Mario Draghi, Chef der Europäischen Zentralbank, machte einen zufriedenen Eindruck auf der turnusmäßigen Pressekonferenz am vergangenen Donnerstagnachmittag in Frankfurt. Die EZB sieht die Ausgangslage der Eurozone zwar weiterhin kritisch und mit vielen Risiken gespickt, allerdings kann durch die milliardenschweren geldpolitischen Stimulationen das "Glas" eher als halb voll bezeichnet werden und gibt somit einen Anlass zu Hoffnung. Richtig ist, dass der Stress im europäischen sowie im globalen System sich jüngst reduziert hat und richtig ist auch, dass die Finanzierungsbedingungen sich weiter verbessert haben und die Eurozone in 2016 ein gesundes Wachstum erzielen sollte! Natürlich weiß man aber auch, dass diese Entwicklungen auf die neuen und alten geldpolitischen Maßnahmen der EZB zurückzuführen ist, so die Aussage von Dr.

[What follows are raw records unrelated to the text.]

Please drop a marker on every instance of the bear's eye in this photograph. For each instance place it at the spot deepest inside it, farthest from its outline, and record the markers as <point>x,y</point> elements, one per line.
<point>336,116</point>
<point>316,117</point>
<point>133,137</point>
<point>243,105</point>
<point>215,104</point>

Markus C. Zschaber, Chef des Instituts für Kapitalmarktanalyse (IFK) in Köln, welches den "Welt-Systemstressindex" monatlich veröffentlicht.

Dr. Markus C. Zschaber

Dr. Markus C. Zschaber

Der Experte warnt allerdings, dass durch die Maßnahmen der EZB lediglich einmal mehr "Zeit" gekauft wurde und die Kosten für besagtes, erkauftes Zeitfenster jedes Mal ansteigen und man sich wohlmöglich in einem Kreislauf befindet, in dem es zu weiteren, noch größeren milliardenschweren Geldprogrammen kommt, um das System zu stabilisieren. Diese geldpolitischen Programme allerdings sind reale Lasten und dass darf nicht vergessen werden. Da die Politik schlichtweg nichts gegen die strukturellen Probleme, wie beispielsweise in Europa die Wettbewerbsfalle in denen sich die Mitgliedsstaaten weiterhin befinden, umsetzt, haben besagte Kosten leider auch nur einen sehr begrenzten Nutzen. "Solange immer nur versucht wird, die Symptome der Krise zu bekämpfen, ohne an die Ursachen heranzutreten, wird unser System nicht nur nicht gesunden, sondern zunehmend instabiler", so Zschaber weiter.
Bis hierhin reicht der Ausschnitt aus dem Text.